On Lake Lucerne near Fluelen.

We left Italy by train, following directions given to us by a couple of Swiss bike tourists that we met in Italy: Siena to Milan (where we stayed overnight), Milan to Chiasso (the border), Chiasso to Bellinzona, Bellinzona to whereever. We had a day to spend around Switzerland before meeting Suzanne’s family friends in Lucerne. We did Google Images searches of the nearby train stops and chose the town of Fluelen since it seemed the most quaint and scenic. It also had a Swiss National Bike Route running through it.

At Chiasso we switched from Italian trains to Swiss trains. TrenItalia usually got us where we needed to go (except when the workers went on strike, but that was only for half a day), but the trains were always a little wild-west: there may or may not be a bike car, or a conductor, or air conditioning, and when there was air conditioning often someone would open a window anyway. The Swiss trains, by contrast, look like something out of a train magazine, as if each car had just been washed and/or painted. All the train workers spoke English, often excellent English. We had a six-minute transfer in Bellinzona, which was worrisome: would we have to dash across the station running down and up stairs to get to another platform (which we had done in both France and Italy). But no, the trains were both on the same platform: the Swiss were organized. We got off one train, waited in place for five minutes, and then got on the other train. On the more local trains, there are multiple monitors in each car indicating the next few stops.

However, the train to Fluelen had an uncharacteristic event: the conductor came walking hurriedly through our car, talking animatedly in Swiss German, and a minute later the train stopped and lots of smoke started wafting around the outside of our car. It turned out that one of the brakes on the car behind us had locked up. The Swiss put out the fire, disconnected the last three cars, and continued on, announcing that we we running 34 minutes behind. We were pretty happy about the whole thing, because the cars that were disconnected were all second class, so there was no longer space for all the second class passengers — so we moved up to first class, where there were full-height windows that allowed us to see more of the mountain valleys that we were going through.
First class wife

Fluelen, where we stopped, did not disappoint. Its train stop was directly on Lake Lucerne, surrounded by mountains. There was a cafe next to the station on the lake, with many people who had backpacks and trekking poles, and were apparently doing hikes around the area.
Suzanne is very happy to be in the Alps.

In addition to being super-beautiful, the other thing we immediately noticed about Switzerland was that it was super-expensive. Ten dollars for a bratwurst, seven dollars for a slice of cake, fifteen dollars for a cocktail. Without a place to stay here, we probably woudn’t have come at all due to the cost.

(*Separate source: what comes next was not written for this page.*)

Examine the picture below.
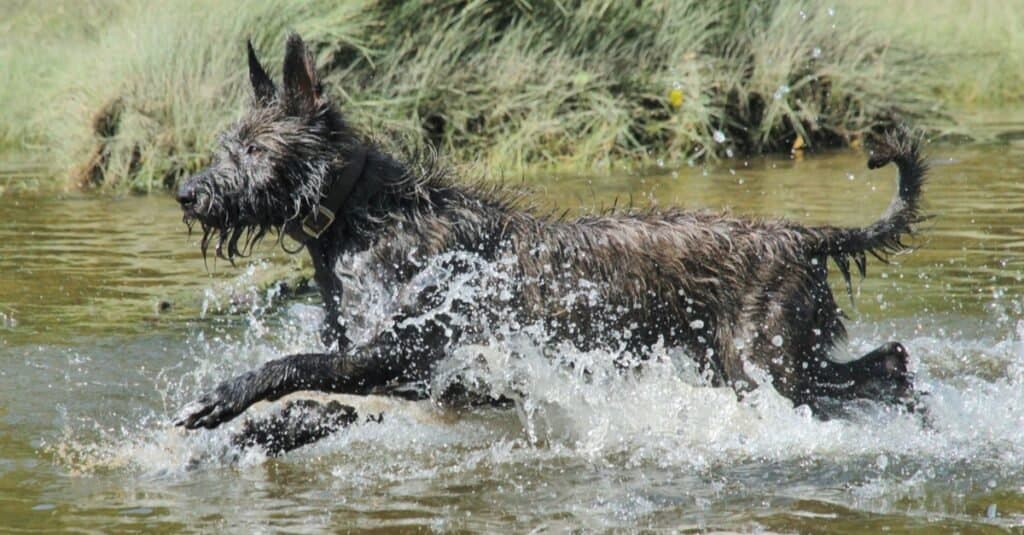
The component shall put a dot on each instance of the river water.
(110, 322)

The first day of biking around Lake Lucerne was a radical departure from the Val dal Infierno in Italy. It was cool and sunny, and there was a marked national bike path (route 3) that went around the lake. We didn’t have a map, and we didn’t need one either: there were signs at every turn, and often when there wasn’t a turn. There was almost always a separate bike lane, and when the road went through the mountain, there was always a lane and often a separate bike tunel — in one case about three-quarters of a kilometer long.

We camped out on the lake, and went to the next day to the house of Suzanne’s family friends, Denise and Kjell Mattson. It was an excellent change of pace to stay with them, to be in an actual home instead of a campground or a hotel. We did laundry, surfed the internet, and generally lounged around.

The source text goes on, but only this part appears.